Los compañeros de Nonoy dijeron que debíamos prestar atención a sus historias, tan raras y divertidas, decían, y que ojalá algún día las escribiera. Quien más hablaba era el que insistía en tirarle los tejos, un chico alto y barbudo, de acento muy cerrado. Fede guardaba distancia, aunque le faltó tiempo para decir que él mismo las podría escribir. No son tan raras, dijo ella, es como yo las siento. Y esto es lo que las hace literarias, respondieron. No sé si fue el uno o el otro, ni importa demasiado, en realidad, yo voy tirando de la memoria como el tren de los rieles, con el temor chaceliano de que una vez apuntadas las cosas pierdan su valor.
—Cuéntanos alguna, Nonoy, anda.
Si bien no llegó a contar ninguna, apenas el inicio de algo que le pasó con una bici, la conversación la llevó a hablar de una escapada que hizo con Fede y otros amigos a un pueblo de la sierra madrileña. Tuvieron que pasar la noche juntos en un hostal porque perdieron el tren de vuelta. Al decir «pasar la noche juntos» todos entendimos «acostarse juntos», ante el silencio de Fede y la sonrisa cálida de Nonoy, sorprendida quizá de haber llegado a ese punto. El chico barbudo tampoco decía nada, sumido en un repentino mutismo más cerrado que su propia voz. Yo sí quería saber más, en cambio. Le inquirí a Nonoy, con una emoción casi universitaria que en el fondo traslucía envidia.

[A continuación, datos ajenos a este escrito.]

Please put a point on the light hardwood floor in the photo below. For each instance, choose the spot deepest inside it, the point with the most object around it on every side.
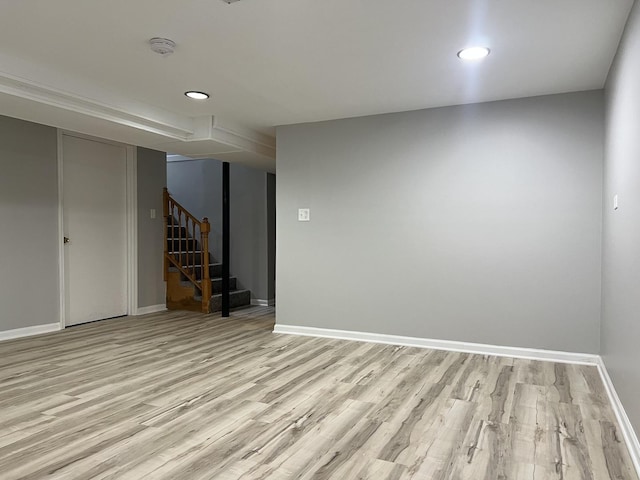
(185, 396)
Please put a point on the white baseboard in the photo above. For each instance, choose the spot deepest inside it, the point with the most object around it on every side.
(477, 348)
(29, 331)
(151, 309)
(263, 303)
(628, 433)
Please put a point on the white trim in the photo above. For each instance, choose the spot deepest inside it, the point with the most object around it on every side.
(628, 433)
(476, 348)
(37, 92)
(161, 307)
(29, 331)
(132, 222)
(132, 230)
(61, 282)
(258, 302)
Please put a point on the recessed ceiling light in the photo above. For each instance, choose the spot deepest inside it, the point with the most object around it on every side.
(473, 53)
(196, 95)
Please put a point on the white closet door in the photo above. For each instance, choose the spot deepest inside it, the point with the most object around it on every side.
(95, 224)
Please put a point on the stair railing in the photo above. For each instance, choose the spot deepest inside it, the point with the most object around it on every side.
(181, 249)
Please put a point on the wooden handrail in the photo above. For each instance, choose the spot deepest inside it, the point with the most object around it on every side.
(186, 232)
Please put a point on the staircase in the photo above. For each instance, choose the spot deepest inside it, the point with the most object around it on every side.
(194, 278)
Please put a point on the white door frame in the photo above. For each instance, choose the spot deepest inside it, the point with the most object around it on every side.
(132, 223)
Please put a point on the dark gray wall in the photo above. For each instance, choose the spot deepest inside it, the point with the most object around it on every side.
(197, 185)
(477, 223)
(271, 236)
(152, 178)
(29, 218)
(621, 238)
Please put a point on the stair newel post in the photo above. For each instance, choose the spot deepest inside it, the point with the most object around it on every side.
(165, 215)
(205, 228)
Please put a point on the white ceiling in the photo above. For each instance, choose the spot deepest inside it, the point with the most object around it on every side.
(274, 62)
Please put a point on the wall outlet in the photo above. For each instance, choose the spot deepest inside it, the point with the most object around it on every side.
(304, 215)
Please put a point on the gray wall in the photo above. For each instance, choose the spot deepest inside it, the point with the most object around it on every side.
(152, 178)
(29, 219)
(478, 223)
(271, 236)
(621, 238)
(197, 185)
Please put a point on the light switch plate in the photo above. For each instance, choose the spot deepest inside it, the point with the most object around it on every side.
(304, 215)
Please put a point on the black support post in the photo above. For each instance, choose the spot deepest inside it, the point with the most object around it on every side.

—No pasó nada, eh —dijo ella—, no estábamos allí para eso. Fede me contó un cuento. Yo estaba muy cansada porque habíamos caminado mucho y le dije cuéntame un cuento, por favor, que tengo sueño. Y me dormí enseguida.
—¿Qué cuento? —quisimos saber.
—Una fábula de Esopo —dijo Fede, asumiendo su parte—, la del burro que acarreaba sal.
—Sí —exclamó ella—. Qué cuento más lindo, estuviste genial.